Ozioso quel pomeriggio, come solo quei
languidi giorni di luglio possono offrire, vento tiepido che scosta le tende in
damascato rosso.
Gracchia il citofono e immancabilmente si
sente il tonfo plastico della cornetta che si stacca e finisce sul pavimento,
spargendo quel suono fastidioso per tutto il corridoio, amabilmente
ribattezzato “CORSO CARRAPIPI”.
Barcollando, tanto per il torpore
pomeridiano, quanto per la bionda gelata, arrivo e raccatto da terra il
ricevitore, quattro piani più in basso nell’ombra dell’ingresso qualcuno dice:
“Cerco il nero!”.
Distrattamente chiedo chi lo cerca e cosa
vuole, ma so già che tra un po’ la domanda sarà “Quanto ti serve?”, giusto il
tempo che Bradipo, così dice di chiamarsi, arrivi su con quel catorcio d’ascensore.
Lo faccio entrare e mentre lo conduco nella
stanza gli chiedo chi lo manda.
“Eddy Punk”, è la sua risposta. Intanto che
blatera qualcosa circa i disegni alle pareti e del caldo della giornata,
farcisco un tubo di quella buona e lo spedisco in cucina a prendere altre due
bionde… non ho idea di chi cazzo sia questo individuo.

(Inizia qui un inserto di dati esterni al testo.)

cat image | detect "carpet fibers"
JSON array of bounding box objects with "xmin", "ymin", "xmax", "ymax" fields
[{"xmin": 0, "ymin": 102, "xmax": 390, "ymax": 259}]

Si beve si fuma si acquista si saluta e dopo
meno di mezz’ora il languore domenicale può lentamente rimpossessarsi del mio
cervello.
Un pomeriggio come tanti, uno come tanti che
ti chiede un po’ di rossa calabra.
Un periodo costellato di incontri frugali,
serate passate ad aspirare smaniosamente la vita, un turbinare incessante di
acquisti, trasferte, visite e serate in locali piccoli pieni di fumo e caldi
Talmente caldi che la birra diventa un
surrogato del brodo della nonna dopo 5 minuti che l’hanno cacciata dal frigo,
una calura satura di sudore tabacco e bestemmie, musica rombante e alcool
sparso un po’ ovunque. Poi il rientro in quel micro habitat ritagliato
nell’indifferenza e nel cinismo di un appartamento nel quale regna
l’opportunismo e la morale più ottusa.
Tempo andato che di tanto in tanto riaffiora
nei ricordi che nascono sospinti dal vino e che spiccano il volo da bocche
fetide di salsiccia e fagioli. E spunta fuori ogni tanto quell’enorme vaso per
conserve sempre pieno di “rossa”, che fungeva dal self service. Accanto ci
trovavi sempre qualche biglietto del treno e un pacchetto di OCB nere, chiunque
voleva estraeva una cima e cominciava a farcire piccoli miracoli avvolti in
cartine di gomma arabica purissima.
Quella specie di nascondiglio di trentasei
metri quadri strappato alla normalità di esistenze in continuo progredire verso
l’homo cinicus ne aveva viste
parecchie di serate meditabonde al lume di candela e nottate trapuntate di
orgasmi, singhiozzi, pianti e risate isteriche.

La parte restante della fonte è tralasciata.